To conclude, the authors were able to demonstrate that an increase in collagen density (increase matrix stiffness) alone encouraged cellular proliferation and the development of invasive phenotypes. The mechanism by which this occurs is through the focal adhesions. Higher matrix stiffness promotes the formation of high-area focal adhesions at the epithelial-ECM interface, which in turn activates the FAK signaling pathway. FAK activates downstream signals such as Rho/ROCK and ERK to effect the formation of malignant behaviors in the MECs. An in depth biochemical analysis of the FAK cascade revealed that ERK directly interacts with more than 160 known transcription factors implicated in cell proliferation, migration, and apoptosis. Hence, ERK functions as the ‘bottleneck’ regulator of transcriptional response to physical stimuli. These results have many implications in drug development for treating breast cancer.

Significance and Feedback

Provenzano et al. sought out to answer an interesting and pressing question about breast cancer in a very logical manner. Their examination of cellular phenotype in breast tissue by means of mechanoregulation revealed a biochemical mechanism that could give rise to huge potential in the development of a cure to breast cancer. By isolating an independent risk factor (tissue density), the authors were able to carry out in depth experiments without worry of having ambiguous implications. As a result, they were able to show that an increase in matrix density led to the formation of focal adhesions. At these sites, up-regulation of FAK activates the relevant Rho/ROCK and ERK pathways, influencing the transcription of genes associated with malignancy. The elucidation of this mechanism evokes clinical relevance by illuminating several candidates for “repressing the increased risk of breast carcinoma due to high breast tissue density” (Provenzano et al., 2009).

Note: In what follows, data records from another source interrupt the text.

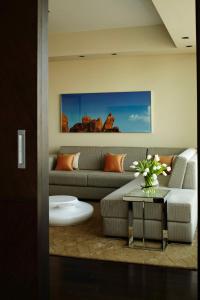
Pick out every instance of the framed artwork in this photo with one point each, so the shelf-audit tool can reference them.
(106, 112)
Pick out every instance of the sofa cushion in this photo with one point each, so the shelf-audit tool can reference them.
(109, 179)
(74, 178)
(114, 162)
(181, 205)
(65, 162)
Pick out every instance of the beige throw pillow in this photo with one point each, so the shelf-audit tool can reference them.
(76, 159)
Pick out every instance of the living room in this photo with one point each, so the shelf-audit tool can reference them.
(103, 47)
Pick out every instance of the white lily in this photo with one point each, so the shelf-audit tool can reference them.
(136, 174)
(156, 157)
(133, 167)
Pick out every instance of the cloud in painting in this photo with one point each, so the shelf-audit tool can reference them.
(145, 117)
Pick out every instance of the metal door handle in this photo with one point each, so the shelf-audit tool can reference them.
(21, 137)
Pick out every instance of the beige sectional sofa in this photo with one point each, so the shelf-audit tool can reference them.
(91, 182)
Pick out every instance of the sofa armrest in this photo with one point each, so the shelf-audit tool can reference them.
(52, 161)
(179, 169)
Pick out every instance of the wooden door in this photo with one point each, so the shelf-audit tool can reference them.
(23, 192)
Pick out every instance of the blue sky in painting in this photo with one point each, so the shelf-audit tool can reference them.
(132, 110)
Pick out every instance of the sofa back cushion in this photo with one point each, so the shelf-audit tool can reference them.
(89, 159)
(92, 158)
(132, 154)
(164, 151)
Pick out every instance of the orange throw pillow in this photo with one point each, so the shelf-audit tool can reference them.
(114, 162)
(65, 162)
(168, 160)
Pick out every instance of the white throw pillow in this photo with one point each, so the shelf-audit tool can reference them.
(76, 159)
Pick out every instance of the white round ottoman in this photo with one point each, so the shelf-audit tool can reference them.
(68, 210)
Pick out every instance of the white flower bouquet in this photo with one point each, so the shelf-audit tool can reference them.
(150, 168)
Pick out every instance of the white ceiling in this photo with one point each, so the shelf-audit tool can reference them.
(179, 19)
(89, 15)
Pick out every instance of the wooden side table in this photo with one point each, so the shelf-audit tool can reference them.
(152, 195)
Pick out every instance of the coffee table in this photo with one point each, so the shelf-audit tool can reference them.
(152, 195)
(68, 210)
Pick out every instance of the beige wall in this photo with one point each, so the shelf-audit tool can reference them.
(171, 78)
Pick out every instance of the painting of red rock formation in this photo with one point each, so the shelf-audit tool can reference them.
(95, 125)
(106, 112)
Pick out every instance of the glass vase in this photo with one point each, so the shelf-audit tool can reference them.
(149, 182)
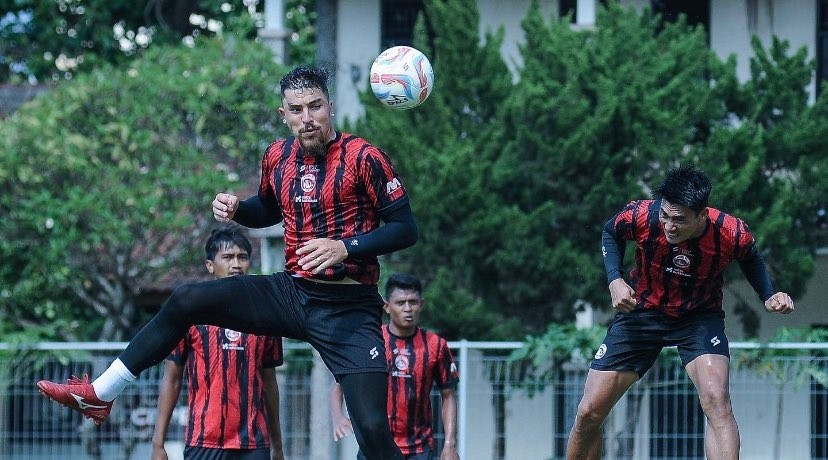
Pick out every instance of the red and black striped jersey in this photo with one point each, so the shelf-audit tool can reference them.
(416, 364)
(684, 277)
(226, 399)
(338, 196)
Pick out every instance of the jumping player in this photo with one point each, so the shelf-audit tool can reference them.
(674, 298)
(332, 190)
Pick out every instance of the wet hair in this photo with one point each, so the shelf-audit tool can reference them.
(224, 237)
(405, 282)
(686, 186)
(305, 77)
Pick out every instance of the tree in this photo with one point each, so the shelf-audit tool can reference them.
(106, 180)
(53, 41)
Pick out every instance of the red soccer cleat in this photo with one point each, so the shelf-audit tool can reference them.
(77, 394)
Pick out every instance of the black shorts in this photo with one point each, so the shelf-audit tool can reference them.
(208, 453)
(635, 339)
(341, 321)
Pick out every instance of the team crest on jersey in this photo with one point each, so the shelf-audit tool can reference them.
(681, 261)
(308, 182)
(401, 363)
(394, 189)
(232, 335)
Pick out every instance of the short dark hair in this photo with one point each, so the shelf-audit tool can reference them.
(405, 282)
(306, 77)
(225, 236)
(686, 186)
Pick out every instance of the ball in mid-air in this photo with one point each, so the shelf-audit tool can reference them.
(402, 77)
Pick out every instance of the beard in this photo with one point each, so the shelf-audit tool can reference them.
(313, 147)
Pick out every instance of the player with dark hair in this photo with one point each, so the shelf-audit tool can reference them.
(418, 360)
(674, 299)
(333, 191)
(244, 422)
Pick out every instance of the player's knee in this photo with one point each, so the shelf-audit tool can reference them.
(374, 424)
(716, 403)
(180, 301)
(590, 416)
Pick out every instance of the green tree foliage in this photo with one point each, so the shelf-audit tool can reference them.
(45, 41)
(106, 181)
(513, 182)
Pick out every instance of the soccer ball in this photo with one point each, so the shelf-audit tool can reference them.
(401, 77)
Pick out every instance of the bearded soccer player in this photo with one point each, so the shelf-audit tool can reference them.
(418, 360)
(674, 298)
(244, 422)
(342, 204)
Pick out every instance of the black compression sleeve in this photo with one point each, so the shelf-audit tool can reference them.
(398, 232)
(255, 213)
(613, 250)
(753, 266)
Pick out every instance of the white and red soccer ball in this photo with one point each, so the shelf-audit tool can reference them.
(402, 77)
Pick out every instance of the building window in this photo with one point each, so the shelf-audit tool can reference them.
(398, 18)
(696, 12)
(566, 7)
(822, 44)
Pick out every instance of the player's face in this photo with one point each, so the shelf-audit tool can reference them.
(681, 223)
(230, 260)
(307, 112)
(404, 306)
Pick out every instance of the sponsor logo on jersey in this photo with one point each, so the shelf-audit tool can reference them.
(602, 350)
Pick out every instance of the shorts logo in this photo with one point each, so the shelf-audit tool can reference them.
(602, 350)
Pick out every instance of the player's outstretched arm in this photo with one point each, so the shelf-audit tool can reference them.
(623, 296)
(780, 303)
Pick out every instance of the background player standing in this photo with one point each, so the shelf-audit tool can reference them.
(244, 421)
(418, 360)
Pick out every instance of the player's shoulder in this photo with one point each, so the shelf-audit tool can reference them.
(281, 147)
(728, 224)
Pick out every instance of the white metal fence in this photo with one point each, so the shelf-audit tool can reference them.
(781, 406)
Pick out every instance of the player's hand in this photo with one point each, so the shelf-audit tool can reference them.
(158, 453)
(780, 303)
(342, 427)
(321, 253)
(224, 207)
(623, 296)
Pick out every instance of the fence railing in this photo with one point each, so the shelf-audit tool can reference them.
(779, 400)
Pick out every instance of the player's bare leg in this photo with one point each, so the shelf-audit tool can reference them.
(710, 374)
(602, 390)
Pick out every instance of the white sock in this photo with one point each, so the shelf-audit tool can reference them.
(113, 381)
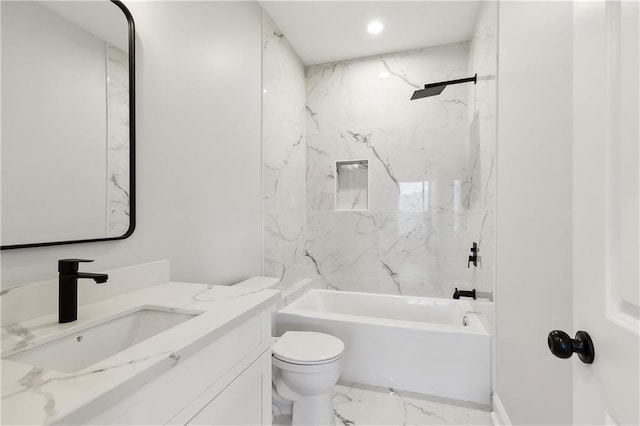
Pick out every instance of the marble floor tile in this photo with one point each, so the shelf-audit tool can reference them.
(356, 404)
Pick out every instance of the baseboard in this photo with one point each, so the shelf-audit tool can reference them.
(499, 414)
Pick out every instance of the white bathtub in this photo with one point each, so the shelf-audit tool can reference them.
(406, 343)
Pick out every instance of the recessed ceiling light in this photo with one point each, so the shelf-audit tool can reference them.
(375, 27)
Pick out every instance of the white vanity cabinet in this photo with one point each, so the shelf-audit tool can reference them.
(228, 382)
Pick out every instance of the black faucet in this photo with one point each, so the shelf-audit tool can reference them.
(474, 255)
(68, 287)
(464, 293)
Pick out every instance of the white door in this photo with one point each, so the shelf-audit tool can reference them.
(606, 215)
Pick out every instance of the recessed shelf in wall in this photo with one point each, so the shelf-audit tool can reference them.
(352, 185)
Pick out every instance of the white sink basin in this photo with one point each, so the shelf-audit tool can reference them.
(77, 351)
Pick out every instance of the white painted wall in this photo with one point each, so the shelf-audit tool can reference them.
(534, 209)
(198, 146)
(48, 128)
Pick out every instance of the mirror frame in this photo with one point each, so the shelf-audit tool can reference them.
(132, 145)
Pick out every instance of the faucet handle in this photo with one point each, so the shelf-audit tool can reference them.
(70, 266)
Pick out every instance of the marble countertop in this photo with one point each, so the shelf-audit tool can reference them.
(32, 395)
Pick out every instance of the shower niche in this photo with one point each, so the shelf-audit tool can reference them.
(352, 185)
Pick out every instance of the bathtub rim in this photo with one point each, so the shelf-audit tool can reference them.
(477, 327)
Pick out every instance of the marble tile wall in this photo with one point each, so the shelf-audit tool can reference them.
(430, 165)
(117, 141)
(413, 239)
(482, 144)
(283, 151)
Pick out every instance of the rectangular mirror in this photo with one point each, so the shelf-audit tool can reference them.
(68, 122)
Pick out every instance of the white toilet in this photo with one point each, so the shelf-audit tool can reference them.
(306, 365)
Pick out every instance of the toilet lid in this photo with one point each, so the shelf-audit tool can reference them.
(307, 347)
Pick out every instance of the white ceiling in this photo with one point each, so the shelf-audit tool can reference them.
(327, 31)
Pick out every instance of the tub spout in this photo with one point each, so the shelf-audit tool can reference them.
(464, 293)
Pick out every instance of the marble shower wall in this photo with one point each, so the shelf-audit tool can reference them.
(430, 167)
(414, 237)
(283, 151)
(482, 144)
(117, 141)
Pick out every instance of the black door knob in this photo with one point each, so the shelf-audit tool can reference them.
(563, 346)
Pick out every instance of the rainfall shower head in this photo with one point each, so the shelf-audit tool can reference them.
(435, 89)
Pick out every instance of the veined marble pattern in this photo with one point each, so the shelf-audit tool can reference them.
(356, 404)
(413, 239)
(117, 142)
(430, 162)
(283, 143)
(482, 145)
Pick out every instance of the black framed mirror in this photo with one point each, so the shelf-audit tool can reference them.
(68, 122)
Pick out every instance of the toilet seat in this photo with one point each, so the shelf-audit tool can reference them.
(307, 348)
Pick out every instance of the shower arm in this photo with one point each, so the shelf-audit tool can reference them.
(447, 83)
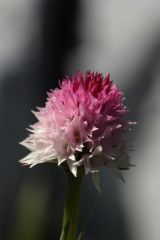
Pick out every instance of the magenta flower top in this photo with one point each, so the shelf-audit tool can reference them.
(82, 123)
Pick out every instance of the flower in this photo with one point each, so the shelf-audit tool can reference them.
(81, 124)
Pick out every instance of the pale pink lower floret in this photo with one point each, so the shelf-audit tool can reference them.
(84, 117)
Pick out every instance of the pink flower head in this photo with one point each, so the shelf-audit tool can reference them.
(82, 123)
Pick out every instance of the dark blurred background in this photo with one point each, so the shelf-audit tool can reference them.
(40, 42)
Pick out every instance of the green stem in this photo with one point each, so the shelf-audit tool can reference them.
(71, 206)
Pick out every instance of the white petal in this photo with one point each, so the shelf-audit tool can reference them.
(72, 168)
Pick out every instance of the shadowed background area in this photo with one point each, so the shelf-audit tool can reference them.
(40, 42)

One of the only drawbacks in this paper is the authors’ explanation of controls. The authors do not provide information on the controls done for any experiment except for the more sophisticated protocols. For instance, their explanation for using polyacrylamide gels with collagen versus just a collagen matrix to reduce ECM ligand influence proved particularly well thought out. Their data figures, however, presented reasonable negative and positive controls. One other aspect that may have been misleading was the different interpretations of low and high density matrices for transformed and non-transformed cells used in their cultures. For example, in transformed cells, densities were LD=1.3 mg/ml and HD=3.0 mg/ml while in transformed cells, densities were LD=3.0 mg/ml and HD=4.0 mg/ml (LD = low density; HD = high density).